第4話
モンブラン真上から見ると、よくある基本的な形のものに見えたが、横から見ると三層に分かれているようだ。
スプーンであたりを決め頂点の栗とその下の生クリームごと、その下の三層まで大胆に掬っていく。
「大学ってどんな感じ?」
微妙にタイミングの悪い質問に視線を向けると、質問しておきながら興味もなさそうに目の前のチョコケーキにフォークを当てていた。

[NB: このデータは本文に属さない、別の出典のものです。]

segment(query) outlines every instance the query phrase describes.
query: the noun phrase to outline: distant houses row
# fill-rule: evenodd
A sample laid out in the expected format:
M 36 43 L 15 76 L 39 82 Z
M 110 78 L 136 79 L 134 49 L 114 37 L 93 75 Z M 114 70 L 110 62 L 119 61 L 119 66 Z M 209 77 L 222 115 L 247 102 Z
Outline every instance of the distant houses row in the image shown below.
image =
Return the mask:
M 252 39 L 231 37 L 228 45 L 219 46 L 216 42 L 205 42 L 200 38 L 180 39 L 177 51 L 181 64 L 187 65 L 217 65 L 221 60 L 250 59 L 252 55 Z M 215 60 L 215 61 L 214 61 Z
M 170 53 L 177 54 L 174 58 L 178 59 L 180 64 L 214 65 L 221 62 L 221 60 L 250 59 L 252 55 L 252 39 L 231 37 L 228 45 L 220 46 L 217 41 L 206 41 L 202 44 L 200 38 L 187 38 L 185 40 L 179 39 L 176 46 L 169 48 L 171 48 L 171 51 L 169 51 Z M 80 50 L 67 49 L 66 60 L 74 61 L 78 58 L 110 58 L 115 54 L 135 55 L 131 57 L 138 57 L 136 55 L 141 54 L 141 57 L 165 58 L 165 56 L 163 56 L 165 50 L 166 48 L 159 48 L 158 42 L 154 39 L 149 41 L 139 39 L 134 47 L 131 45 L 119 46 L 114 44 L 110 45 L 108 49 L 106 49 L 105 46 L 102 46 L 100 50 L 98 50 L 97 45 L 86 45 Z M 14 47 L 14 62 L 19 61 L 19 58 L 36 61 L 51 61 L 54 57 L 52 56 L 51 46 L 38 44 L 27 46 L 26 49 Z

しっとりした濃厚そうなケーキ。フォークも反射しそうなチョコのコーティングはフォークに押されて割れた。
「なんでしたっけ?」
社長が顔を上げる。
「大学・・・どんな感じ?」
「授業受けて、課題こなして、終わったらバイトする。そんな感じです。」
「そんなもんか・・・」
ケーキを口に運ぶ。
「そんなもんですよ」
生クリームはミルク感が強く、それが全体をうまく繋いでいた。
流行りのテレビの話に、アイドルオタクと思われない程度にドラマの話をしたりしつつ、モンブランを攻略していく。
社長のラジオからはどっかの映画の一場面で聞いたようなジャズっぽいのが流れていた。
***
「さっきの相談の仕事について行くっていうのなんですか、大した事できないですよ」
いろいろ確認しておかないと。
「最初の面談は終わっていて、報告程度なので、大したことは必要ないんだが・・・」
顎を撫でながら、視線を上に外して難しい事を考えてそうな顔をしている。
「見てて気になることないか、報告終わったら教えてくれればいい、多分、危ないことはないよ」
いらない一言で急に不安になる。